Le contrat de 1772 évoque déjà l’existence de plusieurs fours à Chaumont et le projet de construction d’un « un petit four à la mode des faiseurs de carreaux à Paris » destiné à Jean-Baptiste Nini à qui est principalement confié la gravure du cristal et la formation des futurs ouvriers de la cristallerie. Le sculpteur consacre le reste de son temps à la réalisation de médaillons sculptés en terre cuite qui ont fait sa réputation.

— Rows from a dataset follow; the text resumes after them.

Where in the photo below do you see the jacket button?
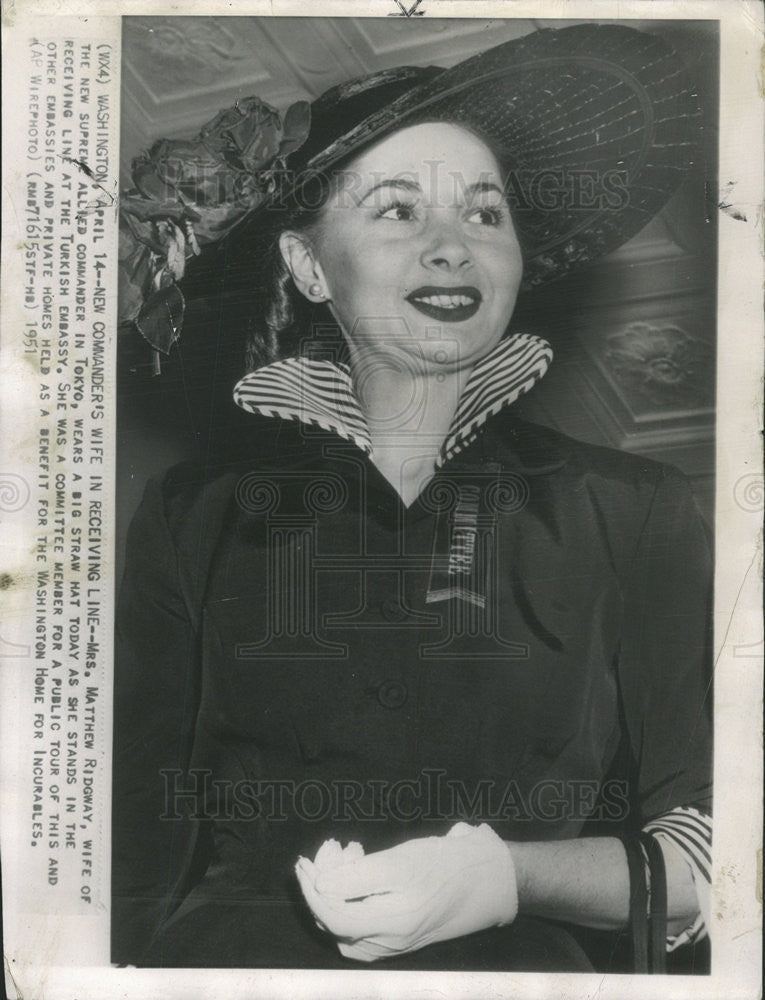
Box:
[380,598,408,622]
[377,681,407,708]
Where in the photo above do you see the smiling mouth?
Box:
[406,286,481,323]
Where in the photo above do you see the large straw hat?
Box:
[224,24,701,288]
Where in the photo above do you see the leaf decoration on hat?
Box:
[119,97,311,366]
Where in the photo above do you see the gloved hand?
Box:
[295,823,518,962]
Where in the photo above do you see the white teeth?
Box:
[408,295,475,309]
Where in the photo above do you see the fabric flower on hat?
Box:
[119,97,310,362]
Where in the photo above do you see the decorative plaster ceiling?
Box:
[120,16,716,256]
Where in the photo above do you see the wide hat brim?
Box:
[219,24,701,289]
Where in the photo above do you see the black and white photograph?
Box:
[0,0,763,1000]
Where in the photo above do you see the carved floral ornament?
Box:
[603,322,714,406]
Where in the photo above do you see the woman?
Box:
[114,26,709,971]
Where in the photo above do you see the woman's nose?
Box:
[422,223,473,271]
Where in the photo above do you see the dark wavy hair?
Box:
[245,119,515,371]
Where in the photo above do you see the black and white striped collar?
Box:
[234,333,552,468]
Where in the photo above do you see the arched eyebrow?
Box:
[465,181,505,197]
[358,177,505,205]
[359,177,422,205]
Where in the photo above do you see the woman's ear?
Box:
[279,231,329,302]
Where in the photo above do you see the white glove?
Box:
[295,823,518,962]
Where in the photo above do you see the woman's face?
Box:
[314,124,523,371]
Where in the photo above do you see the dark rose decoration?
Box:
[119,97,310,364]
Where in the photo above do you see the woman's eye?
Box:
[377,201,414,222]
[468,207,504,226]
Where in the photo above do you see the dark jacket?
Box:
[113,410,711,965]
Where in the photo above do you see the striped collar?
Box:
[234,333,552,468]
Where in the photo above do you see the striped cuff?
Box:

L’article 9 du contrat précise encore que « la présente société finira par la mort du dudit Sr Nini seullement ». L’année même du décès de Jean-Baptiste Nini en 1786, la cristallerie royale du Creusot s’est dotée de deux fours coniques répartis symétriquement dans la cour du château de la cristallerie dont la construction a été confiée par Louis XVI à la reine Marie-Antoinette.
Après la mort de Jean-Baptiste Nini sans doute et avant 1847, le four de Chaumont a été privé de sa cheminée et coiffé d’une toiture à coyaux - à l’imitation de celles des tours du château. Ensuite une autre couverture à mi-hauteur a encore transformé l’apparence du bâtiment lors de la construction des écuries entreprise par l’architecte Paul-Ernest Sanson en 1877.
007 - 3 P 2_45_2
Cet extrait du cadastre napoléonien de la commune de Chaumont-sur-Loire permet de localiser la manufacture de cristaux et de céramique dirigée par Jean-Baptiste Nini à une centaine de mètres du château au lieudit les Places. Le château passa ensuite dans les mains de la famille de Broglie, à la suite du mariage de mademoiselle Say, propriétaire après la famille Le Ray, avec Amédée de Broglie, qui poursuivit la modification profonde de l’aspect du domaine.